Kanaizawa no hi (Kanaizawa Stone Monument in Gunma Prefecture) (金井沢碑)

Kanaizawa no hi is an ancient stone monument located in Yamana Town, Takasaki City and designated as a historic site. Together with Yama no Ue no hi (the monument on the mountain top) and Tago hi (Tago Stone Monument), they are collectively called 'Kozuke Sanpi' (Three Monuments in Kozuke Province).

Summary

The monument was built on April 10, 726.

112 characters of 9 lines are engraved on the pyroxene andesite 110 cm in height, 70 cm in width and 65 cm in thickness.

It was set into the stone pedestal and the epigraph is engraved with incised characters. The font type has characteristics of old Reisho Style (clerical script).

It was unearthed in the middle of the Edo period and is said to have once been used as a washing board at the bank of a small river by farmers in the neighborhood.
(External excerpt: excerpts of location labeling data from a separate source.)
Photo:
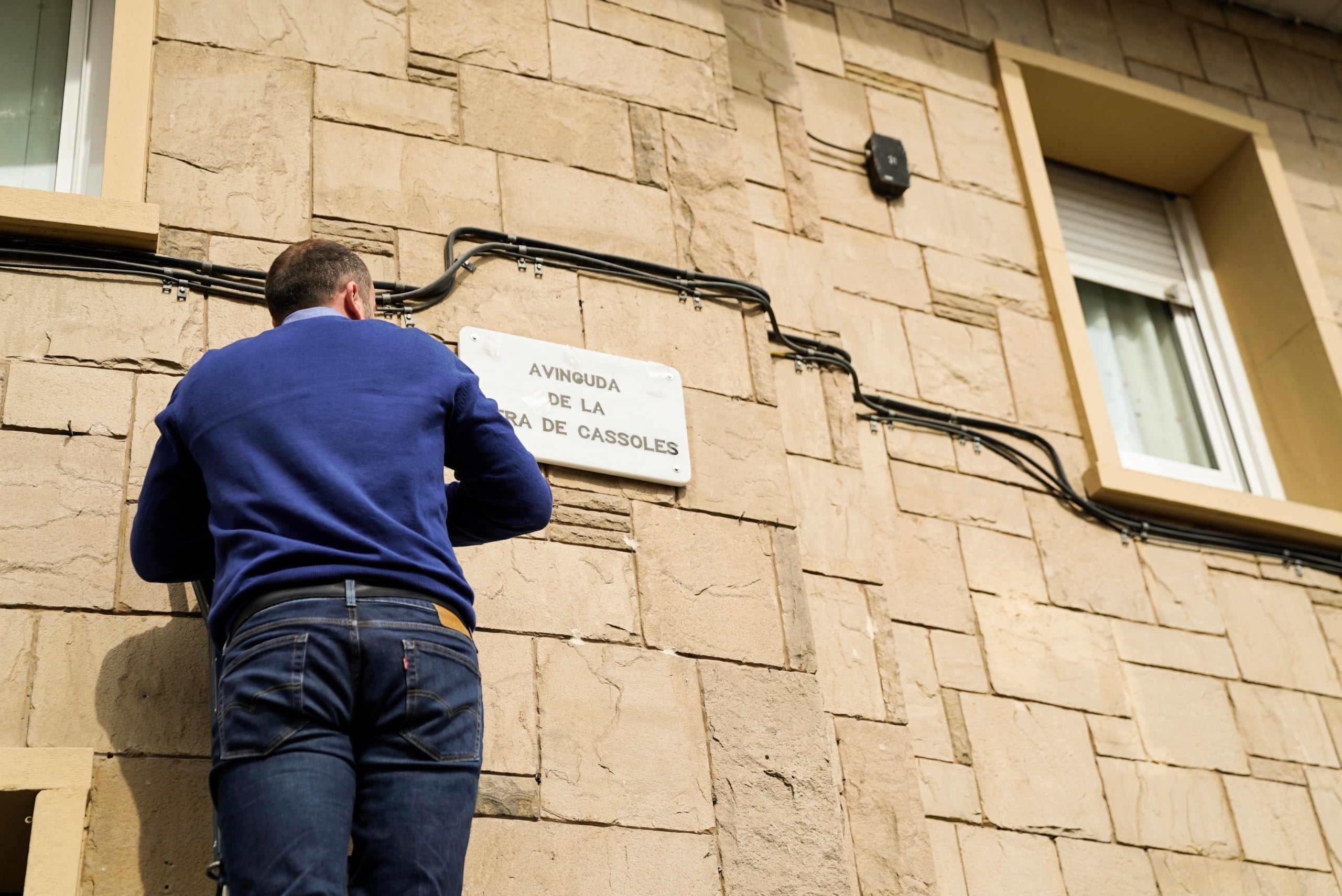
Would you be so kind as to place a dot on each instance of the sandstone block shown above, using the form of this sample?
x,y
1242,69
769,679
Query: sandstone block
x,y
929,584
959,662
797,172
61,504
1276,823
1087,566
905,116
972,144
1275,635
121,684
1283,725
846,653
528,859
1326,796
709,199
1160,39
694,568
1114,737
99,321
949,791
152,395
564,125
402,181
509,686
874,334
815,39
777,815
507,797
1175,650
1183,875
17,641
875,267
845,196
1002,863
914,56
509,35
540,198
1012,742
740,466
1039,652
1180,589
928,726
759,135
794,271
965,223
494,297
1105,870
802,411
528,585
959,365
622,737
962,499
1038,376
230,145
231,321
341,32
842,519
1185,719
69,399
980,281
885,811
1182,809
706,346
1003,565
406,106
760,57
149,825
618,68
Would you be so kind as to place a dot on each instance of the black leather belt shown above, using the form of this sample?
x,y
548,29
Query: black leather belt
x,y
336,589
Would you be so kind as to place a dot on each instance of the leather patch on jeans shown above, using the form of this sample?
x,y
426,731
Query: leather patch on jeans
x,y
449,620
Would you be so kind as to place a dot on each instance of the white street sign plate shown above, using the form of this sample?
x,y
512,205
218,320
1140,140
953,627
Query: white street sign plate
x,y
584,410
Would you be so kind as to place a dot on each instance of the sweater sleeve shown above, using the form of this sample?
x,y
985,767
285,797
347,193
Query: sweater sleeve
x,y
500,491
171,541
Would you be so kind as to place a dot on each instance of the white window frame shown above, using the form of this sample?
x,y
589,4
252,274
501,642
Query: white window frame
x,y
1215,368
84,113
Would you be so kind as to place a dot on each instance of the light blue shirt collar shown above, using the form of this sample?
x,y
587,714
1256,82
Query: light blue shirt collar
x,y
304,314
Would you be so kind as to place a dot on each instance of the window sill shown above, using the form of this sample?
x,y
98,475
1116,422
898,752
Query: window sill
x,y
1211,506
63,779
88,219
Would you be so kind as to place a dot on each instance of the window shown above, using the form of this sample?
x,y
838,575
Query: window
x,y
1170,369
56,62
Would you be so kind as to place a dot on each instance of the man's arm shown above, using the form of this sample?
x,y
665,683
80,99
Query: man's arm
x,y
500,491
169,541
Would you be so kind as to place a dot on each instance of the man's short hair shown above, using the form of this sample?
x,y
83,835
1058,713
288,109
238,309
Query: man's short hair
x,y
309,274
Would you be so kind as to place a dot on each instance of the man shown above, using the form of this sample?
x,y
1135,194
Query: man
x,y
302,470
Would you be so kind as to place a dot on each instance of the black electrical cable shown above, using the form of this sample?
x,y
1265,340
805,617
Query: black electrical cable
x,y
398,298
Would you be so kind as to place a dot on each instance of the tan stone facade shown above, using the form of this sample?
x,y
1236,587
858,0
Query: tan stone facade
x,y
839,662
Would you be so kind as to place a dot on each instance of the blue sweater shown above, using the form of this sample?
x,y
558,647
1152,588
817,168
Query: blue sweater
x,y
315,452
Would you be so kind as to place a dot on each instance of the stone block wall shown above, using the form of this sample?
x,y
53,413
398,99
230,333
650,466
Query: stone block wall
x,y
839,662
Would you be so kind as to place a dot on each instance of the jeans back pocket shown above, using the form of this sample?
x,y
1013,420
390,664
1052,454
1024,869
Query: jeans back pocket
x,y
261,696
445,714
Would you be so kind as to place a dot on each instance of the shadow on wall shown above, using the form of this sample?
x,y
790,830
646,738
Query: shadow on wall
x,y
152,699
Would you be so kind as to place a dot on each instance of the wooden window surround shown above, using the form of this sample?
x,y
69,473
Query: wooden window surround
x,y
118,216
1274,297
62,779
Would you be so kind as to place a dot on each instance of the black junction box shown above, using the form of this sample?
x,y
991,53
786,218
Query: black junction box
x,y
888,167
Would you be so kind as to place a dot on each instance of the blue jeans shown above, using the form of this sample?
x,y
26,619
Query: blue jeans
x,y
343,722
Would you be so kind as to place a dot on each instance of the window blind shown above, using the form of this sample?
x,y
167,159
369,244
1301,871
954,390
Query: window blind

The content shows that the descendants of the ruling family of the Miyake (Imperial-controlled territory) in Takada no sato, Shimosanu-go (also known as Shimosano-go), Gunma County, Kozuke Province would build the monument to pray to Buddha for the salvation of their ancestors and safety of their parents by pledging to the heaven and earth, for the parents of the seventh generation, those of the time, and so on. These things tell us about the enforcement of Gori-sei (Township-neighborhood system) and how Buddhism belief prevailed in people in the Nara period.

Miyake' engraved on Kanaizawa no hi has been thought to be 'Sano no Miyake' (ruling family of Miyake in Sano), but with recent excavation research ensuring the existence of Miyake not found in historical records, 'Miyake' can be a different Miyake from 'Sano no Miyake.'

On March 3, 1921 it was designated as a national historic site, and in 1954 a special national historic site.